4. My in laws offered us to live in their house as they own a 7 bedroom Georgian house and we are only 5, we don't have any bills in our names, does a letter from his parents and from their lawyer enough? What else can I submit as a proof or residence in UK?

5. What are the other important documents I can submit? 

Thanks in advance and please if you know some answers on any questions I asked, feel free to message me. Thanks xxx


----------



## Joppa (Sep 7, 2009)

Because you are under Surinder Singh, your husband doesn't have to be exercising treaty rights in UK (which he can't really as a British citizen). So you only need minimum documentary requirement, such as passports, marriage certificate etc. No job or financial details required. If you look under EEA2 form, there is a special section for those under Surinder Singh.


----------



## mrs.mdeben (May 11, 2014)

Joppa said:


> Because you are under Surinder Singh, your husband doesn't have to be exercising treaty rights in UK (which he can't really as a British citizen). So you only need minimum documentary requirement, such as passports, marriage certificate etc. No job or financial details required. If you look under EEA2 form, there is a special section for those under Surinder Singh.


Hi Joppa. 

Thank you, so it's not worth it to submit all the papers I said on my questions? Another question is about the EEA2 form,

*SECTION 5 – SURINDER SINGH CASES (family members of British citizens)*
Complete this section if you are applying for a residence card under the judgment in the case of Surinder Singh because your British citizen family member has exercised their Treaty rights as a worker or self-employed person in an EEA Member State other than the UK. 

You must also complete either section 6 or 7 to show how your British citizen family member was exercising Treaty rights in another EEA Member State.



> Please note: if you entered the UK with a valid EEA family permit issued under the Surinder Singh judgment as the family member of the British citizen named in section 3, you do not need to complete this section. If this is the case, tick the box to the right and then go to straight to section 10.
> Otherwise, answer all questions in this section.


About the one that I quoted, can I just tick it and proceed to section 10 literally?

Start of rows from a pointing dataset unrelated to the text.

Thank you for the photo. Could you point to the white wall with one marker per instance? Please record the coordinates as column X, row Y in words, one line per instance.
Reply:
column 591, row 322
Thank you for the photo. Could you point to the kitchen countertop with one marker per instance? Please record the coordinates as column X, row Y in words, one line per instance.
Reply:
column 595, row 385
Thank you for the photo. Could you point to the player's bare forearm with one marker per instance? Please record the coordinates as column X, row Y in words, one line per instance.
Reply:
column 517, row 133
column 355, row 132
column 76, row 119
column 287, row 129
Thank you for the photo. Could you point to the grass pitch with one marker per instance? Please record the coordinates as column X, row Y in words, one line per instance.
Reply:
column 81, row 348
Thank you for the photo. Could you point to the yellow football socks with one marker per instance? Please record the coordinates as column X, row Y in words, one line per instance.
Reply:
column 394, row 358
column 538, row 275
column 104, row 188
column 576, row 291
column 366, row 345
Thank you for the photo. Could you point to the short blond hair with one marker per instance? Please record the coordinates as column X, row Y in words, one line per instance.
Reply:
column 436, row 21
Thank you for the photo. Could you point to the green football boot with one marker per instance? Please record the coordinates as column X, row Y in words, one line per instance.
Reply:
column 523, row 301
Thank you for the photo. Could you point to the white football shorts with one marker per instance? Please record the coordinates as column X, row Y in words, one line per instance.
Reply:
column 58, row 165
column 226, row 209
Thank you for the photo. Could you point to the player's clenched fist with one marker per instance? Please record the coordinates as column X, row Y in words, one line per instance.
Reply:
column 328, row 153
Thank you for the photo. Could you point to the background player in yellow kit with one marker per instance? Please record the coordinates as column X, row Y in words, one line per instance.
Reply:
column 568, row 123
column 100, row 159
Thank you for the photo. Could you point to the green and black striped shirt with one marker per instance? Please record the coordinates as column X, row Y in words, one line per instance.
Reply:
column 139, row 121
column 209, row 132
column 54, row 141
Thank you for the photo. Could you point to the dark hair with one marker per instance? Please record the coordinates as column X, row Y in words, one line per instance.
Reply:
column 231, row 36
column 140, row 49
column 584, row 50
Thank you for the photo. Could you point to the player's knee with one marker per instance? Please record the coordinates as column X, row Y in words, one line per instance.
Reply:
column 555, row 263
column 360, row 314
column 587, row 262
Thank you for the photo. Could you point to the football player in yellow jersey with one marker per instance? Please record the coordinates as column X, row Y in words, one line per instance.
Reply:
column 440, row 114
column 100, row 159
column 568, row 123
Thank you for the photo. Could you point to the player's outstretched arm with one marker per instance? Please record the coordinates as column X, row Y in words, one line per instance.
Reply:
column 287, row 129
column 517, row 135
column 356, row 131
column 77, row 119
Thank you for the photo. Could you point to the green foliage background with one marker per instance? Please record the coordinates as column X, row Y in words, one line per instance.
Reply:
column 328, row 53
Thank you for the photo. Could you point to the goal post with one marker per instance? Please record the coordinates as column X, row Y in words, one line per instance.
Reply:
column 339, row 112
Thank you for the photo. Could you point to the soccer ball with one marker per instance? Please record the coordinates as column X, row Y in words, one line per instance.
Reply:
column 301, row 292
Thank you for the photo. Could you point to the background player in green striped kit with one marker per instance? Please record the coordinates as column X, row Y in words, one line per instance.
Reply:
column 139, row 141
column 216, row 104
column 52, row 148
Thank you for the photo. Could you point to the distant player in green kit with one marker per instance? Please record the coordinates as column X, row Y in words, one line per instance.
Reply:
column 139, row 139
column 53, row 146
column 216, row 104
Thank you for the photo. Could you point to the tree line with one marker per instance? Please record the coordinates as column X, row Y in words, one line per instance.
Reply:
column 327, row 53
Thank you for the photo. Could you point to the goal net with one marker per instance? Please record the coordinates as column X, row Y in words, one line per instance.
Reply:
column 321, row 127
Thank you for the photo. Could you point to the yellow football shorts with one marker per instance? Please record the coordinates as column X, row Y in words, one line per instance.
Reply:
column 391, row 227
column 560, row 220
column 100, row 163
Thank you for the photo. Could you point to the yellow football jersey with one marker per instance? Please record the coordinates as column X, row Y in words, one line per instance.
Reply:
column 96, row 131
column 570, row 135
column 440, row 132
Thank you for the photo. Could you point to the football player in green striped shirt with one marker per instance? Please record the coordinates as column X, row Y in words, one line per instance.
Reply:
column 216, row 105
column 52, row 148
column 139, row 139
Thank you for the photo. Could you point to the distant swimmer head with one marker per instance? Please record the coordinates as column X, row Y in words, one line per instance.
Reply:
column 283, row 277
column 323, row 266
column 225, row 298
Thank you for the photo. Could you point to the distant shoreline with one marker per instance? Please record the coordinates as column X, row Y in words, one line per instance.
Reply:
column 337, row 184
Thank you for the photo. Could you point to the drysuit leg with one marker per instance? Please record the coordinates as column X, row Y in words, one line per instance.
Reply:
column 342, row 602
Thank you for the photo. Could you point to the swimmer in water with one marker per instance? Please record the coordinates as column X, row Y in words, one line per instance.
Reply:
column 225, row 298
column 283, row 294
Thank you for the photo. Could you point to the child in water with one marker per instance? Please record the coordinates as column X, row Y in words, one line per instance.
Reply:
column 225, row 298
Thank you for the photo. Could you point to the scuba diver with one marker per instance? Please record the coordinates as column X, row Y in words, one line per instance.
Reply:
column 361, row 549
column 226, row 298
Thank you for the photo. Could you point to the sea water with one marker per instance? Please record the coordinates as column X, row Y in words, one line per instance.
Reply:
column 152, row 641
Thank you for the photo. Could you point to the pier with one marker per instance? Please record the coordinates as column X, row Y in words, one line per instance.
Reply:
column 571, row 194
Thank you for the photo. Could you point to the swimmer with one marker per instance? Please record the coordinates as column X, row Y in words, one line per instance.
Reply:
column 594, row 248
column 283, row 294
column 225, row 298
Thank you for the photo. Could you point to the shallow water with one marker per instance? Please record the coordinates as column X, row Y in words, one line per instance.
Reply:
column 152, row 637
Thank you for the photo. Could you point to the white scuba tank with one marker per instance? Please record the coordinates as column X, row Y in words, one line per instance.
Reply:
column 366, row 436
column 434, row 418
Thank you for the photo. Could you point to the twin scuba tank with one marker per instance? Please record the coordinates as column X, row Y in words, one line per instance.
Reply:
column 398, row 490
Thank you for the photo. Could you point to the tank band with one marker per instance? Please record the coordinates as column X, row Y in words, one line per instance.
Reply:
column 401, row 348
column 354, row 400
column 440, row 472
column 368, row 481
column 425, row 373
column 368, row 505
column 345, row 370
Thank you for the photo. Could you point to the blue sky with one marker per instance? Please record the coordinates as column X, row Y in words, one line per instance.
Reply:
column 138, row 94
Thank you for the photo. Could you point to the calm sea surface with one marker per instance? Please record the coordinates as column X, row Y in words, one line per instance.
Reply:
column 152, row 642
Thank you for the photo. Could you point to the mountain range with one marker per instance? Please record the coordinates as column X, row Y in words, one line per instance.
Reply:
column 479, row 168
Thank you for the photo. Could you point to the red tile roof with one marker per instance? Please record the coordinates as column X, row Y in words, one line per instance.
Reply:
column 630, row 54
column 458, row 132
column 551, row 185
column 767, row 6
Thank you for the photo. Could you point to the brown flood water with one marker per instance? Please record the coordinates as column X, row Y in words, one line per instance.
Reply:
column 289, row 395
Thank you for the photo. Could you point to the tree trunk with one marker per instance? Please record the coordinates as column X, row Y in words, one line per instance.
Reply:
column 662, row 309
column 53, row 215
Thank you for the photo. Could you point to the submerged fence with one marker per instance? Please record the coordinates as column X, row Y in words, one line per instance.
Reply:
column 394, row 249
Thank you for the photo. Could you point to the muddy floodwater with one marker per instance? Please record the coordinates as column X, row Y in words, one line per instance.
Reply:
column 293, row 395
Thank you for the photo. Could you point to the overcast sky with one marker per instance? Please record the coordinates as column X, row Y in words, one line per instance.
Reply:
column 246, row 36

Did I understand that paragraph correctly?


----------



## Joppa (Sep 7, 2009)

Yes, just tick and move on.


----------



## mrs.mdeben (May 11, 2014)

Joppa said:


> Yes, just tick and move on.


Thanks again Joppa.

So what I will do is fill it up, send all the papers that I submitted for EEA FP (proof of relationship, center of life evidences, proof that we are living together etc) and proof of residence in UK (bills, letter from his parents etc)?

If I get refused, can I still continue my job? Am I still allowed to re apply? There are people who are pushing me to get a lawyer, I've been applying for visa just on my own and never had any problems, why should I get this time? Is it true that I have a very big chance to be refuse?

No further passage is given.